The following is a selection of colonial and Connecticut Indian laws that
created a matrix of control over both the state’s Indians and their lands
from the 1600s forward.
* 1649: “Foreigners” and Englishmen are forbidden from “trading with and
corrupting the Indians.” Towns must round up Indians annually and warn them
against drunkenness and the punishments, including a five-shilling fine and
being “openly whipped on the naked body.” Church elders are ordered to
“convey the light and knowledge of God and his Words to the Indians and
Natives among us.” The Sagamore of a tribe is held responsible for
punishing Indians, or else the colony can deliver the wrongdoer “to serve
or be shipped out and exchanged for neagers.”
* 1680: Permanent Indian “allotments” are set up within “English owned
land.” The allotments are inalienable; sales to Englishmen are voided and
the purchaser fined three times the value.
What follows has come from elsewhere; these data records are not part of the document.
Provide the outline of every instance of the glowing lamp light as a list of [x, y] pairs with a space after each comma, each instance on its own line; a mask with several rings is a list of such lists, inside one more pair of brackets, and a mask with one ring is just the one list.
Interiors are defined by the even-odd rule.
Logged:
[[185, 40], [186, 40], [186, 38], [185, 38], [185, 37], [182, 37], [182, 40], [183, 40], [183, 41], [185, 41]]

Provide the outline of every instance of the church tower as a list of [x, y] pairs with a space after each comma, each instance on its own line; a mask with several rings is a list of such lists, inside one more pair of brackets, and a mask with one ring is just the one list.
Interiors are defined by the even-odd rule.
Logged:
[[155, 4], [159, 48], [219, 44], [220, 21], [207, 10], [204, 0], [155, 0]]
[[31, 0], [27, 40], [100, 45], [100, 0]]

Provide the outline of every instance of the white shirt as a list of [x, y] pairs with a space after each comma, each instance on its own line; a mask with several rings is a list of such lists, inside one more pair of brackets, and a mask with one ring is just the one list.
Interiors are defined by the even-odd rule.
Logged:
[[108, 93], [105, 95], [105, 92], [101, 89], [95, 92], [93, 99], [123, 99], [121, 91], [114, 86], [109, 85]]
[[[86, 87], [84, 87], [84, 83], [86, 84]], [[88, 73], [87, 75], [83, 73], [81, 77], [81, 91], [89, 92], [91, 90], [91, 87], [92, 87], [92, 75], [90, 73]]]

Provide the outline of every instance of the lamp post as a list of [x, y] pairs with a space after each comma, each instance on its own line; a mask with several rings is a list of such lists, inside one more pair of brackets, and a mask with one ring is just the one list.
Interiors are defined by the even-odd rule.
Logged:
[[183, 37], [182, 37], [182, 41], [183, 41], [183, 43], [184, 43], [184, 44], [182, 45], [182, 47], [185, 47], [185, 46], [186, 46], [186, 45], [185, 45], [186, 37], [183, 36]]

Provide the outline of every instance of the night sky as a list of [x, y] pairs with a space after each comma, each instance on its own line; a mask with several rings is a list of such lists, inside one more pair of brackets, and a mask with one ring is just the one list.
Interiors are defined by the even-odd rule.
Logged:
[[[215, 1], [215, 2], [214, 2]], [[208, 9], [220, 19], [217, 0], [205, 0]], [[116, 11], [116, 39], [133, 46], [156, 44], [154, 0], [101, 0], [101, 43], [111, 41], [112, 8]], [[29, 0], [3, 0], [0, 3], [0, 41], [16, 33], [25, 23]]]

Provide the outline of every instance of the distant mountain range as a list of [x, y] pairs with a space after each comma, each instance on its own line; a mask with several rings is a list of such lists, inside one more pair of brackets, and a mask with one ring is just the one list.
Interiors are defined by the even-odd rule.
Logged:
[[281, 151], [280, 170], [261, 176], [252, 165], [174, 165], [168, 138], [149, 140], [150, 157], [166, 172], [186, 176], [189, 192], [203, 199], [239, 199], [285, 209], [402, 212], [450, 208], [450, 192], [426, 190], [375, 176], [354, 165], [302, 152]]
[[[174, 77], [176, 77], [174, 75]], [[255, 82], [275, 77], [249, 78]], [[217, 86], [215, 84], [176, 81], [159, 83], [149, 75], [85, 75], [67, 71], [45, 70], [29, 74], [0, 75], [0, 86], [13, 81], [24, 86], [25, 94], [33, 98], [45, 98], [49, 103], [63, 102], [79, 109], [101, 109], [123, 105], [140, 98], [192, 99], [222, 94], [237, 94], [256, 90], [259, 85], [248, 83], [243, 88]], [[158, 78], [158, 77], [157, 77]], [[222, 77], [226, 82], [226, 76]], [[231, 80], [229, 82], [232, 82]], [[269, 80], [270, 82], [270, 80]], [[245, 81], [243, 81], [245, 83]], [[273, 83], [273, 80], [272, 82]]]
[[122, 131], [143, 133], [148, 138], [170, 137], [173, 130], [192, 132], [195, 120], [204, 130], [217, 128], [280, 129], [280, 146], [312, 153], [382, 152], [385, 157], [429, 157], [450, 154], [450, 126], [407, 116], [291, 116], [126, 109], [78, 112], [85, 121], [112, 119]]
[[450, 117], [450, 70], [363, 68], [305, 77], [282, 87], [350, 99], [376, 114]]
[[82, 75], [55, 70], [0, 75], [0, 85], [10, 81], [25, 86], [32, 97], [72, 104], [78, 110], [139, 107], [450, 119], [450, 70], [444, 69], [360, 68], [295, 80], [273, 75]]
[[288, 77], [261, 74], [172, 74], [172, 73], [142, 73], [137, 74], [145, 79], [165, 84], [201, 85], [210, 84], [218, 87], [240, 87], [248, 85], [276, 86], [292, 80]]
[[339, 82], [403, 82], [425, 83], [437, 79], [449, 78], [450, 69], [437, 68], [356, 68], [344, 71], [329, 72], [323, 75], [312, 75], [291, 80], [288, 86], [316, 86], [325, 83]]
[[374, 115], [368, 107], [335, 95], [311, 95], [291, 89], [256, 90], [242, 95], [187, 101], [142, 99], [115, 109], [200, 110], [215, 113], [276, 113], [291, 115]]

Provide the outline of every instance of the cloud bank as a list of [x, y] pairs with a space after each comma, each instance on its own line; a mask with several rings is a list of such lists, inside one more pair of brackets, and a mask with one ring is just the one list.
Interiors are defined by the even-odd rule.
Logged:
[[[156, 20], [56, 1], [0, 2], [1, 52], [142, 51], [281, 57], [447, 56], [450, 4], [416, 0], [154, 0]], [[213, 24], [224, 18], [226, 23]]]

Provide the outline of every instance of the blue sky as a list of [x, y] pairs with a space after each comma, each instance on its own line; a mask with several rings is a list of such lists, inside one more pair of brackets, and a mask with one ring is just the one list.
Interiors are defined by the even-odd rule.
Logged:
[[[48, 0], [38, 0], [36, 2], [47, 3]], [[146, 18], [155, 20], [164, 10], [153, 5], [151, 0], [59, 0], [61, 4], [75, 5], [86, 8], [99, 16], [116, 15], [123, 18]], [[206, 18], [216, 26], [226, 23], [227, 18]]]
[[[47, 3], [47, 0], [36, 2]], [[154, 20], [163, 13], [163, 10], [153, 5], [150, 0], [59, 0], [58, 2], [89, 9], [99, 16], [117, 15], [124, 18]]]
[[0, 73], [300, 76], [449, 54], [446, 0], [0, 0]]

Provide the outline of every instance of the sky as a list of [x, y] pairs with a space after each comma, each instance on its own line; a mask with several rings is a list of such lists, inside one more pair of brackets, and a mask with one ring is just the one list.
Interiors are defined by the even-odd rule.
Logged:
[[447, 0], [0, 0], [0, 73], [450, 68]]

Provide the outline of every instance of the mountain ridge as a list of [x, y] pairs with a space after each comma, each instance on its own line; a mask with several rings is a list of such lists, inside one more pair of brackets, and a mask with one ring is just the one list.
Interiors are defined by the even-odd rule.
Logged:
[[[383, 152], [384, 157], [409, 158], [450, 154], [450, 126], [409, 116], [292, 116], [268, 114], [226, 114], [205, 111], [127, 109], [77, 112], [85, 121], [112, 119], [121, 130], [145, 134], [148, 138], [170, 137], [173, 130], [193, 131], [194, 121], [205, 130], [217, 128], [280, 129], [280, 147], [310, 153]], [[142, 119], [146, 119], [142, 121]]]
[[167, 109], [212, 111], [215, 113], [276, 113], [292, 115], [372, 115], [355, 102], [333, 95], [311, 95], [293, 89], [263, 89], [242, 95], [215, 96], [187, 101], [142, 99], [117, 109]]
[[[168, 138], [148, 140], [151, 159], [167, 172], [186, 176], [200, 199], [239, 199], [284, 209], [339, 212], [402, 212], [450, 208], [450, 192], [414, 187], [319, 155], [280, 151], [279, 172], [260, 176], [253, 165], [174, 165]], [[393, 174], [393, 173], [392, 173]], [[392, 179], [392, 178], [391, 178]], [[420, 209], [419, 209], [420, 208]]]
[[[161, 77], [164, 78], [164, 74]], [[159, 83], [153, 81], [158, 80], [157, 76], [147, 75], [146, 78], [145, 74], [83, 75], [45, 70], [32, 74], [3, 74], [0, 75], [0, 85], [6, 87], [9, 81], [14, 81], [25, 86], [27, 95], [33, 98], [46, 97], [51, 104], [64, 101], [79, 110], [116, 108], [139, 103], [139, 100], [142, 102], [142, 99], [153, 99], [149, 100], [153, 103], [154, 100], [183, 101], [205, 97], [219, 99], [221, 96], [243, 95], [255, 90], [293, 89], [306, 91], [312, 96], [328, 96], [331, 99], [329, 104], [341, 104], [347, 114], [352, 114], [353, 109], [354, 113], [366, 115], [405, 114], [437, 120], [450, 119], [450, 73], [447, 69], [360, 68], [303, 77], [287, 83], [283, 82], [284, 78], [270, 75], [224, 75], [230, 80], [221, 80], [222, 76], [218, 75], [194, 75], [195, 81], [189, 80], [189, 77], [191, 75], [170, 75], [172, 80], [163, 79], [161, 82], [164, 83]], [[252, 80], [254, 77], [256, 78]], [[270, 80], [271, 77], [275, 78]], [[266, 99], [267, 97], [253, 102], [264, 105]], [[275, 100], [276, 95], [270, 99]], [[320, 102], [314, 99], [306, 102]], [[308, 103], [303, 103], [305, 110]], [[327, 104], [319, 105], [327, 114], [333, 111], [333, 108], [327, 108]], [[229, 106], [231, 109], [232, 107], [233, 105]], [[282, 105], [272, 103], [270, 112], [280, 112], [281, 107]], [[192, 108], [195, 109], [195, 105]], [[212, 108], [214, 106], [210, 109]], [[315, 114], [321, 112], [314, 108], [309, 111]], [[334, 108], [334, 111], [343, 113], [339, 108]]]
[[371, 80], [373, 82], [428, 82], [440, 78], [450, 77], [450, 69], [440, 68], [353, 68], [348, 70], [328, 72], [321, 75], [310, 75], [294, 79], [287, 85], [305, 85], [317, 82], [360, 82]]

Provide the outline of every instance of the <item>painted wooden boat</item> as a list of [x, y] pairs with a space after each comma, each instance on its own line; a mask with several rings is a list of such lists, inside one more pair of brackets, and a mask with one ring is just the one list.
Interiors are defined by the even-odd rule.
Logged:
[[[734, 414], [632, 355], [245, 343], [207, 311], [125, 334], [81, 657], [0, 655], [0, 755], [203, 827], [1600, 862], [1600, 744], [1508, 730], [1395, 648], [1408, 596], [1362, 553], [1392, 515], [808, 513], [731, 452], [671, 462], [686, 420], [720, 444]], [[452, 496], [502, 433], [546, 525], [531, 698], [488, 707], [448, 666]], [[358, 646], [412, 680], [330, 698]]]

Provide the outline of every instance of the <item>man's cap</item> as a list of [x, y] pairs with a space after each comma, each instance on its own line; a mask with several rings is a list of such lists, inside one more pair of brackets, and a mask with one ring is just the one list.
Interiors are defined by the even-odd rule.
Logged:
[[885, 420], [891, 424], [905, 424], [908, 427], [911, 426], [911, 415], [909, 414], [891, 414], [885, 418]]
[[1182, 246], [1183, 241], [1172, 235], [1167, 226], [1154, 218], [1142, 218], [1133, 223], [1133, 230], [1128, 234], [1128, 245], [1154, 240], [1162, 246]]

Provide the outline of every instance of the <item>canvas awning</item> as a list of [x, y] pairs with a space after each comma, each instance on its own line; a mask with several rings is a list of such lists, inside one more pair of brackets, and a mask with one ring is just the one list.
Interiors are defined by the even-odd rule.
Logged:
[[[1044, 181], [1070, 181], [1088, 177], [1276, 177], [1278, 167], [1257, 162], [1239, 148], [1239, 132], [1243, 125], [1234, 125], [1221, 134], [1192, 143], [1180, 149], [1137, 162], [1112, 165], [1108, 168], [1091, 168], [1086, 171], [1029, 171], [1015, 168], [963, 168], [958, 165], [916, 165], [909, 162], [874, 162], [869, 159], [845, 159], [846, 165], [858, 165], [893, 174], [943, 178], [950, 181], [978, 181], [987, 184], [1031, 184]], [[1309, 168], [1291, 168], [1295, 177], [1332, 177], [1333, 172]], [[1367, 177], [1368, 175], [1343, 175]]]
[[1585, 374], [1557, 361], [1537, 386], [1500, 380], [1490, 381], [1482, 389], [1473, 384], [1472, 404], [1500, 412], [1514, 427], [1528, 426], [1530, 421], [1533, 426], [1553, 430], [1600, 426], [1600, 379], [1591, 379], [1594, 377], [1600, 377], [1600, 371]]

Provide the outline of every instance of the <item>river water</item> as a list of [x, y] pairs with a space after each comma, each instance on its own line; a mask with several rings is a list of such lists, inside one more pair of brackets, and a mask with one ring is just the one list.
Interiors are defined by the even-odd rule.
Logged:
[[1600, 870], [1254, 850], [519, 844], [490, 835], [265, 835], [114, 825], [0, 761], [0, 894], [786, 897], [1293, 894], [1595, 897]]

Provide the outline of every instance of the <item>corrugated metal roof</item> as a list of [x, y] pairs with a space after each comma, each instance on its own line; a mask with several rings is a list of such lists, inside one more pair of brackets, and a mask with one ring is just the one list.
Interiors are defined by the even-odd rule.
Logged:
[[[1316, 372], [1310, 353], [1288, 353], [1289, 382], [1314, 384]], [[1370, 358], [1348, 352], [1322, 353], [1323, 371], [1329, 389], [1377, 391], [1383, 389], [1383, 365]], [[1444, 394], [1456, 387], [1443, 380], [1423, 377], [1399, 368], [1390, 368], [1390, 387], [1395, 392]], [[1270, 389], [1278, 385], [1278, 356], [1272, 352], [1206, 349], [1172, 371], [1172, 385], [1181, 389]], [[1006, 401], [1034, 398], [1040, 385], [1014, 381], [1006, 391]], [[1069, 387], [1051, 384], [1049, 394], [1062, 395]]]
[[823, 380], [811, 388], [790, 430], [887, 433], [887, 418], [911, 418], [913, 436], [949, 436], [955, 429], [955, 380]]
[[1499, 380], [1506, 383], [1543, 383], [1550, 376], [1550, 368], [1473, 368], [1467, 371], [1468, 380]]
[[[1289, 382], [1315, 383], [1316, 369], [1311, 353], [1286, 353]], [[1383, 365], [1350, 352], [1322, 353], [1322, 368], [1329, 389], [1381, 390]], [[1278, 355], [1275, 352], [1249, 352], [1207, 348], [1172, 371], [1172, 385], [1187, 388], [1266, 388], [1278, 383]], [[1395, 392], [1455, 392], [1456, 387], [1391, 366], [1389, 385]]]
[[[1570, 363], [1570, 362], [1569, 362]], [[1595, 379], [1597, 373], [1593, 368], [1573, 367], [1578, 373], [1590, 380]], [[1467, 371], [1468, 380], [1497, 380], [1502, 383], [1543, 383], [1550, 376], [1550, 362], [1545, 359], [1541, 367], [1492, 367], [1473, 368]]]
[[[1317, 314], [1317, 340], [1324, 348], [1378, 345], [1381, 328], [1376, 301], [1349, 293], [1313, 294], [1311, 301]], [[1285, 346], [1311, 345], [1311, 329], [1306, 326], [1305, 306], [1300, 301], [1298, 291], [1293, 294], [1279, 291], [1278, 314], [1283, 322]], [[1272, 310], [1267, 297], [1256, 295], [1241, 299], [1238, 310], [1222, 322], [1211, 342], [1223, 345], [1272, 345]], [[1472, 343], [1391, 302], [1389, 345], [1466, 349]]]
* 1821: County courts to appoint overseer to each tribe to care and manage
Indian lands “for the best interest of the Indians” and account annually to
the country court. Removes all control of land from Indians.
* 1875: The Superior Court may sell or exchange property of any tribal
member though an application to the overseer, and the overseer may purchase
the property for and in the name of the tribe, except for the Mohegans.
* 1961: Defines “Indian” as a person with one-eighth Indian blood from a
tribe for whose use a reservation was set aside. Defines “reservation” as
the Eastern Pequot reservation in North Stonington, the Golden Hill
reservation in Trumbull, the Schaghticoke reservation in Kent and the
Western Pequot (now Mashuntucket Pequots) reservation in Ledyard. Defines
“tribal funds” as those held in trust by the state for the use and benefit
of a tribe as distinguished from legislative appropriations. Indians must
prove their eligibility to live on a reservation to the commissioner. The
welfare commissioner is responsible for caring for reservation residents
and maintaining land and buildings, and is charged with conducting a survey
and setting boundaries.
* 1989: Tribes given jurisdiction over tribal members, reservations, leases
of reservation land, buildings and who may reside on reservations.
Reservation lands will continue to be held in trust by the state.